For me, this blog is a way to share my thoughts and experiences with those who I hold dear yet am unfortunate enough not to be close to. Holding true to this idea, I’d like to share an interesting thought that came to me the other day.
Some time ago, I was walking by a church in Santiago (of which there’s about one on every street corner), and I saw an old man of about 80 years old walking in front of the church with a cane. He was walking quite slowly in front of the church, hobbling along as best as he could.
The church, like almost every other building in the center of Santiago, had a bit of graffiti on it, either someone’s indescipherible name or some other scribbling that I hope made more sense to the person who created it than it meant to me. I tried to imagine what kind of person would write this kind of meaningless graffiti on this church and tried to imagine their feelings as they did such a thing.
I mean, was it a bunch of kids out on a rambuncious rampage, or someone with a huge grudge against the church? I guess I kind of settled on the idea that it was just someone who lost the respect for the church ‘as a building,’ or as an institution as it were. To them, the church seemed non-representative of anything holy, even though Chile is a very outwardly Catholic country (I’m imagining the graffiti ‘artist’ to be a Catholic for hypothetical analysis). In other words, the person who wrote the graffiti, I assumed, just had total disregard for this buildings symbolism or respect for the property in general (All hypothesis remind you).
As I was walking by the old man, I saw him stop. At first I assumed he was stopping for a rest. I passed him by a couple of meters and turned my head to see what was happening. As he was crossing the stairs leading up to the church, he noticed some debris and began to swipe at it with his cane. It took him a couple of tries to clear the garbage off of the stairs, but finally he managed to clear it into the gutter of the street. After this, he continued on as if nothing happened, as if this was just another occurence in his daily life, doing his civic duty. He didn’t look around to make sure someone else saw him clean the garbage off the stairs, he wasn’t looking for brownie points, he was simply doing what he wanted to do, and I happened to see him do it.
While both of these incidences may seem small, and I feel that I’m doing a horrible job at relaying this story, they brought a couple of thoughts to my mind. The first was trying to figure out my place in this situation. I mean, I’m not the kind of person who’s going to write crude graffiti on the church, or any religious building whatsoever, just out of the respect for the value that it means to other people. But why didn’t I clean off the small wrappers in front of the church? Would it really have taken me so long? Just a couple of sweeps with my foot would have done the job, and maybe the old man would be writing in his blog about me instead.

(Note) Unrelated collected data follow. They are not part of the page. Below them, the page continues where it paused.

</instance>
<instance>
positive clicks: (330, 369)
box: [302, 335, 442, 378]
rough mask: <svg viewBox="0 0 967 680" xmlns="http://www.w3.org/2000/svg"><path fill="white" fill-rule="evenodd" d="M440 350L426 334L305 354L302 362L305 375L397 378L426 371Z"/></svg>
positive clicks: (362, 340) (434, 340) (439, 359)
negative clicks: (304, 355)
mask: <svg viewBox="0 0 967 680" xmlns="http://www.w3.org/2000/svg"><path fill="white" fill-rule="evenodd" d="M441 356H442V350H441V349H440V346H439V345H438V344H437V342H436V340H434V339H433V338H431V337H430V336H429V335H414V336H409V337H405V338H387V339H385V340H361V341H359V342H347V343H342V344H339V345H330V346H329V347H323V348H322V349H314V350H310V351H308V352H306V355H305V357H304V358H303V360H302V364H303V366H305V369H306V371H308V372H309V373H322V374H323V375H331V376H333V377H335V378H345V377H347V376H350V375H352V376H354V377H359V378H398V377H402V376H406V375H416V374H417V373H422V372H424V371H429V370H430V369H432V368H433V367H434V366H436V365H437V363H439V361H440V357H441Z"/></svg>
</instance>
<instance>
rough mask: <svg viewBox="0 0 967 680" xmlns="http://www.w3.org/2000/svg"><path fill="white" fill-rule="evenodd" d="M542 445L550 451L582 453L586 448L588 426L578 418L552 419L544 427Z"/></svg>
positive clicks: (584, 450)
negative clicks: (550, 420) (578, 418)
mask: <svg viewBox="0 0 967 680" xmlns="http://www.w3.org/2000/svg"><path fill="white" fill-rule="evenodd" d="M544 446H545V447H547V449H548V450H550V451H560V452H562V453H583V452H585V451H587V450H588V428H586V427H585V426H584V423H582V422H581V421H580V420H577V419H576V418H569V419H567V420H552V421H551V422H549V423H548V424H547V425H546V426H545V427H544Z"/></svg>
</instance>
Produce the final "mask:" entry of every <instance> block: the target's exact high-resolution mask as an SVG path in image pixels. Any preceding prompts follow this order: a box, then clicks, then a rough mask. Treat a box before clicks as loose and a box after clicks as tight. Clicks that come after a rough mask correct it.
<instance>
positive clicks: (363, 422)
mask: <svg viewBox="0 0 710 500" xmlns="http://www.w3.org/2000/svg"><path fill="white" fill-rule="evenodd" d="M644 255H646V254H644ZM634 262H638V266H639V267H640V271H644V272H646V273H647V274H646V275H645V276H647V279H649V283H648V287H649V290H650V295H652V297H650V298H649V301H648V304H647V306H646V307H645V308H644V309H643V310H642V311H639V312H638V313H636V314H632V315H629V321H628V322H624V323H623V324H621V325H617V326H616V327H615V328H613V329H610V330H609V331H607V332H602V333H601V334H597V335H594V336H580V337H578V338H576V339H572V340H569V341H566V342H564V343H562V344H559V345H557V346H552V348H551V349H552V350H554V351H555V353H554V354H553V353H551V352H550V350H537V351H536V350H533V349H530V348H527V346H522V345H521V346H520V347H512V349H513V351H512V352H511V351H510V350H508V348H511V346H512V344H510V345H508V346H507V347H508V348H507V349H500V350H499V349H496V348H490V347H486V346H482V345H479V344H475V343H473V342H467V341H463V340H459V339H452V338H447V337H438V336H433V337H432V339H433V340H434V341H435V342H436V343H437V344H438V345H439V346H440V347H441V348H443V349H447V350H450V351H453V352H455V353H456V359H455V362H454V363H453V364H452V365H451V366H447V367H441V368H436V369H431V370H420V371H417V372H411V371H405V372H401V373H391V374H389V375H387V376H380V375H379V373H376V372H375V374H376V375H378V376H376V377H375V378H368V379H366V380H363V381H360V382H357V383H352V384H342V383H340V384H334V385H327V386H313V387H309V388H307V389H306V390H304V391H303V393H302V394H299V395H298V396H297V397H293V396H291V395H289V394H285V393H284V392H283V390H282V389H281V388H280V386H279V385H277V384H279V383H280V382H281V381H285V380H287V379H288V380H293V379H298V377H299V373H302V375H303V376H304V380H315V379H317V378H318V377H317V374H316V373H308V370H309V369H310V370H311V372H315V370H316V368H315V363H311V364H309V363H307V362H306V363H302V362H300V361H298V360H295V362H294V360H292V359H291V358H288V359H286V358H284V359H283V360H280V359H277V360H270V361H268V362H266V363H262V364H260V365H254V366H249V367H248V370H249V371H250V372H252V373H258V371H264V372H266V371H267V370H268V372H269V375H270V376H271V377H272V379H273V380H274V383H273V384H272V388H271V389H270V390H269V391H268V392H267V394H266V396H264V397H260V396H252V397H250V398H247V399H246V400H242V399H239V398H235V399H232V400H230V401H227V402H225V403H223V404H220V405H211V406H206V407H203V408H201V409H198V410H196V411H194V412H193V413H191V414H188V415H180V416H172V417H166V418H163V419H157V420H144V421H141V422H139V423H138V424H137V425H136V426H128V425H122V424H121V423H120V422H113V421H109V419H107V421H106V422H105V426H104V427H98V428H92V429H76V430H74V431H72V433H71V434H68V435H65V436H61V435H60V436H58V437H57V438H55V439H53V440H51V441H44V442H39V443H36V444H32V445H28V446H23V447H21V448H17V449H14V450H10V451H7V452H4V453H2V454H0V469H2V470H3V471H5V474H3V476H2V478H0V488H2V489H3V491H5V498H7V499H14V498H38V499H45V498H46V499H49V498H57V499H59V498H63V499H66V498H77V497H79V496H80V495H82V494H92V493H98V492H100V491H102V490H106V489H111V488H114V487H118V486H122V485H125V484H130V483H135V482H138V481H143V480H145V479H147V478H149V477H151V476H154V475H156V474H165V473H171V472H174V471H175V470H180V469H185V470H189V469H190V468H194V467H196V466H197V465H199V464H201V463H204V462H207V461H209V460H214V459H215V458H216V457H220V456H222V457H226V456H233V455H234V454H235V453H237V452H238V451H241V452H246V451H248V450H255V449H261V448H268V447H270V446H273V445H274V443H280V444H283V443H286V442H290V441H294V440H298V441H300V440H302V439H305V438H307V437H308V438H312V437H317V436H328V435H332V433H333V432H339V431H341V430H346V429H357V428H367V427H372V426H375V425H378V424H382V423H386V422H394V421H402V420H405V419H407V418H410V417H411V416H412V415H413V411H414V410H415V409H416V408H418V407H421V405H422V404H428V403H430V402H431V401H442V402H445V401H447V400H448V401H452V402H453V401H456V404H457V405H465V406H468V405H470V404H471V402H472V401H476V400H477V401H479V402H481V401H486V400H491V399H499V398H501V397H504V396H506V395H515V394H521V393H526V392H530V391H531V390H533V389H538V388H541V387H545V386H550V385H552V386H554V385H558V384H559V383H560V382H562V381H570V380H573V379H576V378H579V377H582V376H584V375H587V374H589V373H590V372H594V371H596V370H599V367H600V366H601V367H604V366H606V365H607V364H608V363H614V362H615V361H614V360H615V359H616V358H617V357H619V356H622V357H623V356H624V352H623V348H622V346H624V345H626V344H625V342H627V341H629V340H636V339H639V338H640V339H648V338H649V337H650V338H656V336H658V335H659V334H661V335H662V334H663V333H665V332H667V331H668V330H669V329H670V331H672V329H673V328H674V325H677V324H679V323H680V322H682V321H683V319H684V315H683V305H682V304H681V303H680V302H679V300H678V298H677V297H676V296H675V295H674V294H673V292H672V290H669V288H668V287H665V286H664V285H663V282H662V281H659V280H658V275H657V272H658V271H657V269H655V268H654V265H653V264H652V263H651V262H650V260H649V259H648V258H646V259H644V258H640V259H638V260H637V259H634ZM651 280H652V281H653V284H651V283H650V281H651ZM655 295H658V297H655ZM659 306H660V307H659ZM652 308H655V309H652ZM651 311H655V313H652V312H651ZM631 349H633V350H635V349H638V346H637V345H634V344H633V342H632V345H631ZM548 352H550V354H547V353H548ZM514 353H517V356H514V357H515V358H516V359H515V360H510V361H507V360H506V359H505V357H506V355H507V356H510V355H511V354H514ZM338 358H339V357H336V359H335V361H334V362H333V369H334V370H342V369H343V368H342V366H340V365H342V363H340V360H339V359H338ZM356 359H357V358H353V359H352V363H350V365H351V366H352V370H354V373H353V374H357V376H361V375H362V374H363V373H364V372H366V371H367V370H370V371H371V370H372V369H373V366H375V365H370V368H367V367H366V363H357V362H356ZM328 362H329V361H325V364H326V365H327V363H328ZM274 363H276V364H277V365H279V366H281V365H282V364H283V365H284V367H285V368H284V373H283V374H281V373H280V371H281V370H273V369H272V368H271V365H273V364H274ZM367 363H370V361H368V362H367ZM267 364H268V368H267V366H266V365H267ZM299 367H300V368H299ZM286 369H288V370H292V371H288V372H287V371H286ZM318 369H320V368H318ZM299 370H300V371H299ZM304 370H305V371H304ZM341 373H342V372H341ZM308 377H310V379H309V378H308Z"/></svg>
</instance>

If you really care to think deeper, there are more questions that a situation like that could raise about life, but I’ll have to save that for future blogs. The image that came to mind was the polarity and difference that exists in our society today. I really feel that we don’t understand each other as human beings. I mean, how can someone who’s going to write graffiti on a church and someone who respects the building enough to clean garbage off it as he’s passing by coexist in the same society? Perhaps I’m being age-discriminatory here, but I assume the person who did the graffiti was at least younger than 30. Is this where we’re going as a people?
But what I imagined most was what would happen if these two people met each other. Of course, if they’re passing each other on the street, perhaps there would be just a cordial greeting, a ‘buenos tardes,’ or something of the sorts. But what if you sat them in a room together and had them explain to each other their ideas, thoughts, and inspirations for why they act the way they act. What would happen then?
Ok, well, I’m babbling and you’ve all probably stopped reading by now, but I just want to ask everyone to imagine their opposite, the person they consider their arch-enemy. Perhaps for some, this is that religious fanatic who lives down the street from you, for others it’s your crazy liberal colleague at work, for others, it’s that extreme congressman who you think is driving this country to hell.
If you’re the old man at the church, imagine that young whipper-snapper painting graffiti on the church and imagine what you’d say to him. If you’re the whipper-snapper, imagine the old man who respects what you don’t and think of how you’d explain your actions to him.
What can you learn from those who are opposed to you? We live in divided times now, and we have a lot more to learn from those different from us than those similar to us. wow, all this from a man cleaning garbage off the steps of a church…….who knows what would happen if I saw something a little more newsworthy. Anyways, hope someone out there could grasp a hundreth of what I’m getting at. Better go before I say anything else. As they say in Santiago, Chao. (Yes, that’s how it’s spelled here).